Data Mining & The Cognitive Hierarchy

Data Mining is somewhat of a misnomer term used to describe the discovery of patterns within a dataset as opposed to finding the actual data in a dataset.  “The types of patterns decision makers try to identify include associations, sequences, clustering, and trends” (Kendall, 2013).  One way to understand how this works it to look at how data plays a role in the cognitive hierarchy of an organization.

Although a concept pioneered prior to automation and primarily concerned with delivering knowledge to decision makers, the cognitive hierarchy process still has value in today’s big data discussions.  In the first layer data exists but isn’t processed until it moves to the next layer.  This initial processing can include basic database sorting and the application of metadata.

In the second layer information is analyzed and it’s this layer where data mining takes place.  Data mining provides the analysis that can be shared as knowledge amongst the stakeholders and decision makers to be able to make decisions.  The hierarchy concludes when the decision has been made and is transmitted to all the stakeholders.

Since this pyramid was designed prior to today’s automation it has generally fallen out of vogue.  I believe it remains a good reference point for organizations that focus heavily on delivering meaningful content to a decision maker.  
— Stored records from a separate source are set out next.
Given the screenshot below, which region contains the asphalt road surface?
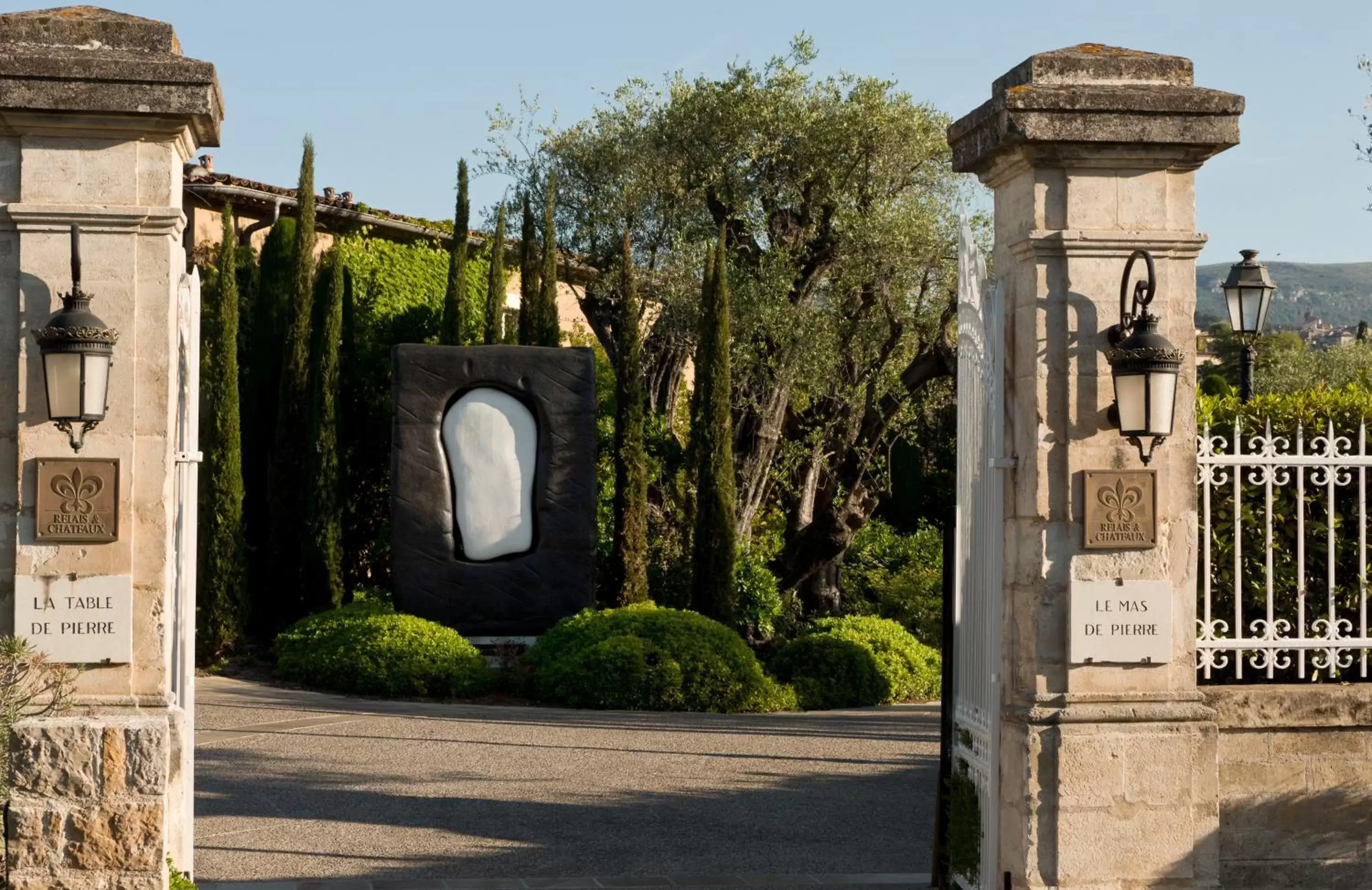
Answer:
[195,677,938,890]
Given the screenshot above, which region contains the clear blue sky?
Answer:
[113,0,1372,262]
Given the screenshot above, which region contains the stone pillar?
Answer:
[948,44,1243,889]
[0,7,224,887]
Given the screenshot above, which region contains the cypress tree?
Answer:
[613,229,648,606]
[196,204,246,661]
[517,192,543,346]
[300,254,344,611]
[265,136,314,631]
[239,217,295,636]
[438,158,471,346]
[339,260,366,602]
[486,203,505,346]
[691,228,738,622]
[534,172,561,346]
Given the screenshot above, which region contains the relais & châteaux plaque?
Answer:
[33,458,119,544]
[1084,470,1158,550]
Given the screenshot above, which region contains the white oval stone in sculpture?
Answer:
[443,388,538,561]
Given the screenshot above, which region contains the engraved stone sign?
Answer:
[1069,580,1172,664]
[1084,470,1158,550]
[14,574,133,664]
[33,458,119,544]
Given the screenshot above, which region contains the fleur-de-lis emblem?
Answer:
[52,466,104,514]
[1096,478,1143,522]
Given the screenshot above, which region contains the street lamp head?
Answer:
[33,225,119,451]
[1106,251,1184,465]
[1224,250,1277,342]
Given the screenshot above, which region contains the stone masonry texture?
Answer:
[948,44,1243,890]
[5,716,169,890]
[0,5,224,890]
[1206,684,1372,890]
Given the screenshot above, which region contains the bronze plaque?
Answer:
[34,458,119,544]
[1085,470,1158,550]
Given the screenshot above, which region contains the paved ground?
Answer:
[195,677,938,890]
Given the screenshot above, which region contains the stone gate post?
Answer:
[0,7,222,889]
[948,44,1243,889]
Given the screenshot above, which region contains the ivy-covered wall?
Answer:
[333,231,490,590]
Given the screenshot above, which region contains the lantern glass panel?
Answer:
[43,353,81,420]
[1258,288,1272,333]
[1224,288,1243,333]
[1148,370,1177,436]
[81,354,110,420]
[1114,373,1148,435]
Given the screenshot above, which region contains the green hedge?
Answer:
[276,600,495,698]
[523,603,796,712]
[770,633,890,710]
[771,616,943,709]
[1196,384,1372,683]
[841,520,943,649]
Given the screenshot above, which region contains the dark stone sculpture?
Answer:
[391,344,595,636]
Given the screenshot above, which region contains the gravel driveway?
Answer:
[195,677,938,890]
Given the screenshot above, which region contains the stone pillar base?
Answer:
[5,714,170,890]
[1002,692,1220,890]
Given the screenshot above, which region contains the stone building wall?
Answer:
[5,716,170,890]
[1205,684,1372,890]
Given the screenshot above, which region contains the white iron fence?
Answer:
[1196,421,1372,681]
[952,224,1007,890]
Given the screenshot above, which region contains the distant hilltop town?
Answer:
[1196,262,1372,340]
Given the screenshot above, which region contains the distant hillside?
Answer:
[1196,257,1372,331]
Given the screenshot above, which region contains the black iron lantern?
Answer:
[33,225,119,451]
[1106,251,1183,465]
[1224,251,1277,402]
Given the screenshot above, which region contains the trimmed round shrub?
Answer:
[276,600,495,698]
[811,616,943,702]
[523,603,794,712]
[771,633,890,710]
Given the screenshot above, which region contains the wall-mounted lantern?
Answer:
[33,225,119,451]
[1106,251,1183,465]
[1224,251,1277,402]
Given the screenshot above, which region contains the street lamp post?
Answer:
[1224,250,1277,402]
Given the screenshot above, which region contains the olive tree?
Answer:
[486,36,970,611]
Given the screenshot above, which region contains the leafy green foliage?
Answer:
[487,36,969,596]
[734,548,782,639]
[0,633,75,801]
[167,856,195,890]
[276,600,494,698]
[691,240,738,621]
[333,229,488,587]
[196,204,247,661]
[523,603,789,712]
[947,757,981,886]
[768,633,889,710]
[611,232,648,606]
[811,616,943,702]
[842,520,943,649]
[438,158,473,346]
[300,255,348,611]
[1196,384,1372,683]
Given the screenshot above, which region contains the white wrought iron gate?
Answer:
[172,269,200,875]
[952,222,1010,890]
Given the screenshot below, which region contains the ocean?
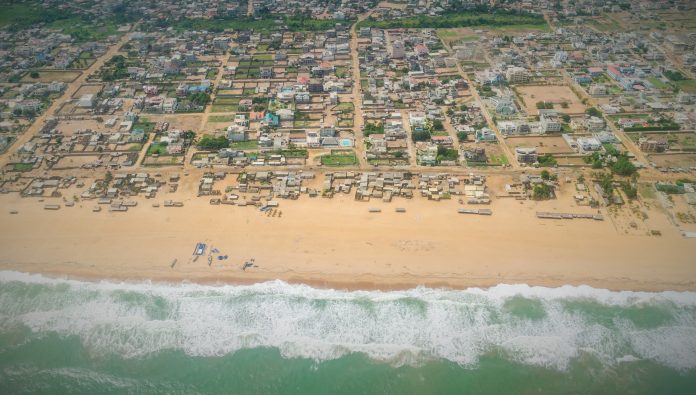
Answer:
[0,271,696,394]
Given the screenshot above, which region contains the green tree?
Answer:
[611,155,637,176]
[532,183,551,200]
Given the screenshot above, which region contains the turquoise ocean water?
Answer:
[0,272,696,394]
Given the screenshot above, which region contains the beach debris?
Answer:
[193,243,206,256]
[457,208,493,215]
[242,258,258,271]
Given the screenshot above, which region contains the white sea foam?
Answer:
[0,272,696,370]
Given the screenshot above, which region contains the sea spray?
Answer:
[0,272,696,392]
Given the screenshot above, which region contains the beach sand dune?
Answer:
[0,196,696,290]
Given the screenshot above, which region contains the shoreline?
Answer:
[0,263,696,293]
[0,183,696,292]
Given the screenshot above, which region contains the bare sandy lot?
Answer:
[648,154,696,167]
[72,84,104,99]
[515,85,586,114]
[505,136,575,154]
[22,70,82,82]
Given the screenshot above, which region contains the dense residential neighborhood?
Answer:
[0,0,696,235]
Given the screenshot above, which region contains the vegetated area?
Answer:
[358,8,548,29]
[321,150,358,166]
[0,1,128,42]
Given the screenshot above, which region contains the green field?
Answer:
[647,77,669,90]
[230,140,259,149]
[321,150,358,166]
[208,115,234,122]
[674,79,696,93]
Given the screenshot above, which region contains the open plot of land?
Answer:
[505,136,574,155]
[147,114,202,131]
[53,155,101,170]
[626,132,696,152]
[72,84,102,99]
[555,156,587,166]
[648,154,696,167]
[22,70,82,82]
[56,119,106,136]
[515,85,585,114]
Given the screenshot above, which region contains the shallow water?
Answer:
[0,272,696,394]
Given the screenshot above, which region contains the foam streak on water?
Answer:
[0,272,696,371]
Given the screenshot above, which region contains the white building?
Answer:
[505,67,529,84]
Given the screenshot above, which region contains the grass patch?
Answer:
[208,115,234,122]
[674,79,696,93]
[12,163,34,171]
[230,140,259,149]
[147,143,167,156]
[321,150,358,166]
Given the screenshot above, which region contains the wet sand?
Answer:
[0,187,696,291]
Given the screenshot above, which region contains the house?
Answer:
[430,136,452,145]
[249,111,266,121]
[505,66,529,84]
[585,116,604,132]
[307,78,324,93]
[408,112,425,132]
[389,40,406,59]
[414,44,428,56]
[476,128,496,142]
[77,93,97,108]
[237,99,254,112]
[491,96,517,115]
[259,67,273,79]
[275,108,295,121]
[263,112,280,127]
[225,125,247,141]
[638,137,669,152]
[575,137,602,152]
[539,110,561,133]
[590,84,607,96]
[162,97,178,113]
[234,114,249,127]
[295,92,312,103]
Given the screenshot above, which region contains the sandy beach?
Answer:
[0,175,696,291]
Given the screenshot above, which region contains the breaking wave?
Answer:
[0,271,696,371]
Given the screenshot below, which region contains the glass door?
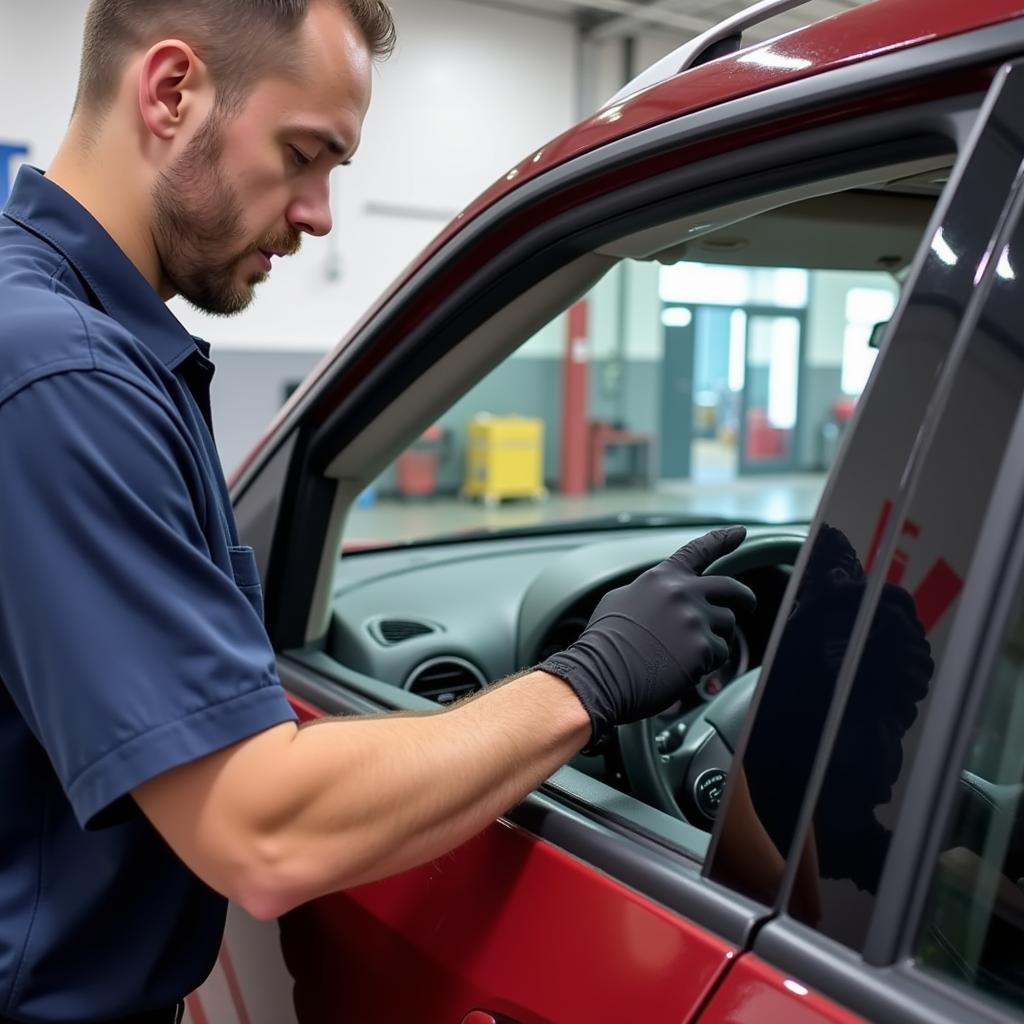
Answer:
[739,307,804,475]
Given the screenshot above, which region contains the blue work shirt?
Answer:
[0,167,295,1022]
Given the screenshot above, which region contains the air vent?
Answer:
[406,657,486,705]
[367,618,437,645]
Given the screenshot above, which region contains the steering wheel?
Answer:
[618,536,804,831]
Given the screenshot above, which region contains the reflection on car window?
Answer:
[916,599,1024,1009]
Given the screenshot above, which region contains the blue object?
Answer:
[0,167,295,1020]
[0,142,29,203]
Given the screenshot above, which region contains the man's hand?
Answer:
[538,526,756,750]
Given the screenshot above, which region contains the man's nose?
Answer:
[288,189,334,238]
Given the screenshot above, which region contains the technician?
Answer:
[0,0,754,1024]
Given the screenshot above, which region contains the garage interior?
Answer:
[6,0,872,544]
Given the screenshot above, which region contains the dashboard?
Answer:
[327,526,806,729]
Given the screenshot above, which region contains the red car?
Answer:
[188,0,1024,1024]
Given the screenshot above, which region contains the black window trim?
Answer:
[237,34,1024,966]
[706,62,1024,929]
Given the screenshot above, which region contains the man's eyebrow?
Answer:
[299,128,351,167]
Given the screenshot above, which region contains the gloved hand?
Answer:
[537,526,757,751]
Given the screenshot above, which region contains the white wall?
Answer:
[0,0,593,471]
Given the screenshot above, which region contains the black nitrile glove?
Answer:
[537,526,756,751]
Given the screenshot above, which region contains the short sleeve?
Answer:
[0,370,295,826]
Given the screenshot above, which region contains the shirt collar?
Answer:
[3,166,209,370]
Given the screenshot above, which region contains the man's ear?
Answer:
[138,39,210,141]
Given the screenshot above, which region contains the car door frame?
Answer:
[226,23,1024,1015]
[708,61,1024,1024]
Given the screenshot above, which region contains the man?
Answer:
[0,0,753,1022]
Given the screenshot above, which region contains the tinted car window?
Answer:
[916,577,1024,1009]
[711,74,1024,921]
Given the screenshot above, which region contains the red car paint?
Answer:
[231,0,1024,486]
[700,953,864,1024]
[281,697,734,1024]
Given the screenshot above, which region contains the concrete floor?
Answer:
[345,473,825,543]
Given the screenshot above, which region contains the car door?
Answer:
[190,22,1024,1024]
[700,56,1024,1024]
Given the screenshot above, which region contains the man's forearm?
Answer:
[146,673,590,918]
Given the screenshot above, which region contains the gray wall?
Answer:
[211,348,323,476]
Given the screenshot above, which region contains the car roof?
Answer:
[452,0,1024,249]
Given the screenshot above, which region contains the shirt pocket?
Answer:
[227,544,263,622]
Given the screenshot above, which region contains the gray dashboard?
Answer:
[327,526,806,689]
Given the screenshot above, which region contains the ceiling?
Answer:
[460,0,865,43]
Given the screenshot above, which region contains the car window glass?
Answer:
[329,159,948,829]
[710,83,1022,913]
[345,264,901,549]
[915,573,1024,1009]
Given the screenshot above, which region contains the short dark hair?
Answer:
[75,0,396,113]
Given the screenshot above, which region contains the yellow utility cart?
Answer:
[462,414,547,505]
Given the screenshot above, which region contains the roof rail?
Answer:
[601,0,808,111]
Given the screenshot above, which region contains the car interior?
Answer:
[301,155,951,831]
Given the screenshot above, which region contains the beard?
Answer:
[153,112,300,316]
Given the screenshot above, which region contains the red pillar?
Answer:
[559,299,590,495]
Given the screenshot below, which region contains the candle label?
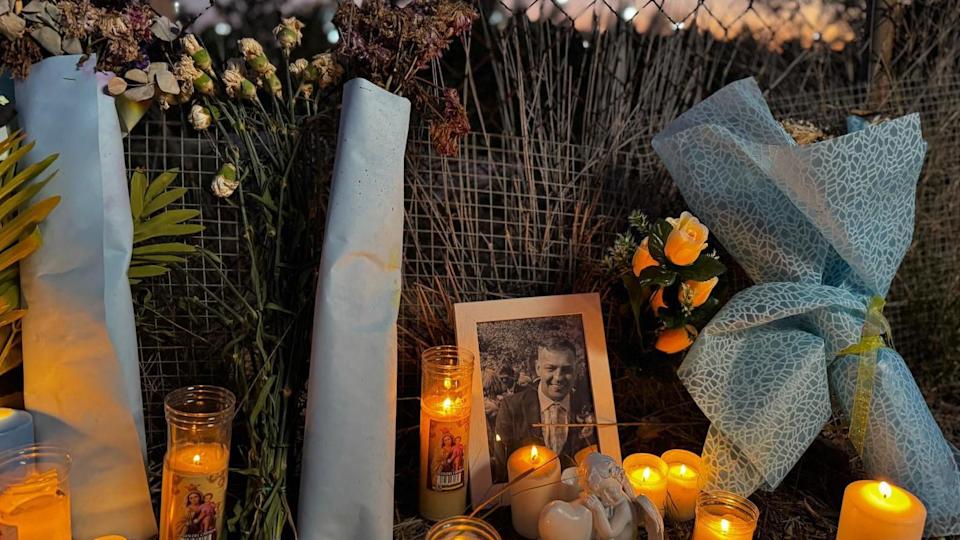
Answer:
[427,416,470,491]
[166,470,227,540]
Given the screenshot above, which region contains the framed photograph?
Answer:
[454,294,620,505]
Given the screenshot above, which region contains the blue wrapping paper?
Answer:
[653,79,960,535]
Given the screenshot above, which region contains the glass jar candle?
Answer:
[420,345,474,521]
[160,386,236,540]
[693,491,760,540]
[426,516,500,540]
[0,445,71,540]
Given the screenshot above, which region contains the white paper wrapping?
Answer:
[16,56,157,540]
[298,79,410,540]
According to Kendall and Kendall, modern data mining emerged “from the desire to use a database for more selective targeting of customers.”  The decision techniques used for presenting this information to customers have also become automated and that automation necessitates further refinement.  In relation to the cognitive hierarchy, a customer is a decision maker required to pass judgement on the knowledge presented before him.  In the area of online advertising there are a lot of hits and misses in the decision techniques that present the ads to customers.  Let me share an example.

I listened to a podcast on my phone (local audio content downloaded without going through any analytical tools).  Because of the local nature of the content no metadata was created associated with the actual topic and my use.  I didn’t see any ads based upon the topic of the show.  One of the topics discussed was web hosting using DigitalOcean.  A few days later I went to their site using google chrome and signed up.  After that I started seeing ads for DigitalOcean on other websites.  

This is a hit because it recognized I am someone interested in web hosting, but it’s also a miss because it didn’t accurately identify that I had already purchased the service through the advertized company.  This meant the advertized company spent money on ads designed for acquiring new customers that were displayed on existing customers’ screens.  This inefficiency will translate to a lower ROI with the advertiser and if low enough can cause the advertised company to take their business elsewhere.  If the loss of revenue for the advertising company is lowered enough they will likely adjust their decision techniques built into the algorithms to ensure they are delivering the most competitive product possible for their customers.

The waste in this example is an obvious disadvantage to the decision techniques used in presenting the content.  This disadvantage is certainly reduced by the advantages of the system as a whole.  The automated aspect of the system comes at very low cost of setup to both the advertising and advertised companies and is built upon a system that is easy to use for both parties.

There is also the advantage of identifying the market of interested customers.  Although broadcast media content such as the non-profit NFL’s super bowl reaches a large audience of general users, that large audience has less appeal appeal for specialized products that have a narrower potential customer base.  Having the space to advertise for speciality products has been an accomplishment brought about through effective data mining.

A final advantage of the automated decision techniques used today is the speed of adjustment.  Although complex in nature the ability to massively update and apply improvements to the system is as easy as changing a few lines of code.  Advertising industries with higher overhead (printed fliers) aren’t able to respond as rapidly to changes.

Although somewhat out of vogue the cognitive hierarchy is still a valuable visual tool for understanding the processing and presentation of content relevant to decision makers even in the fast adjusting era of big data.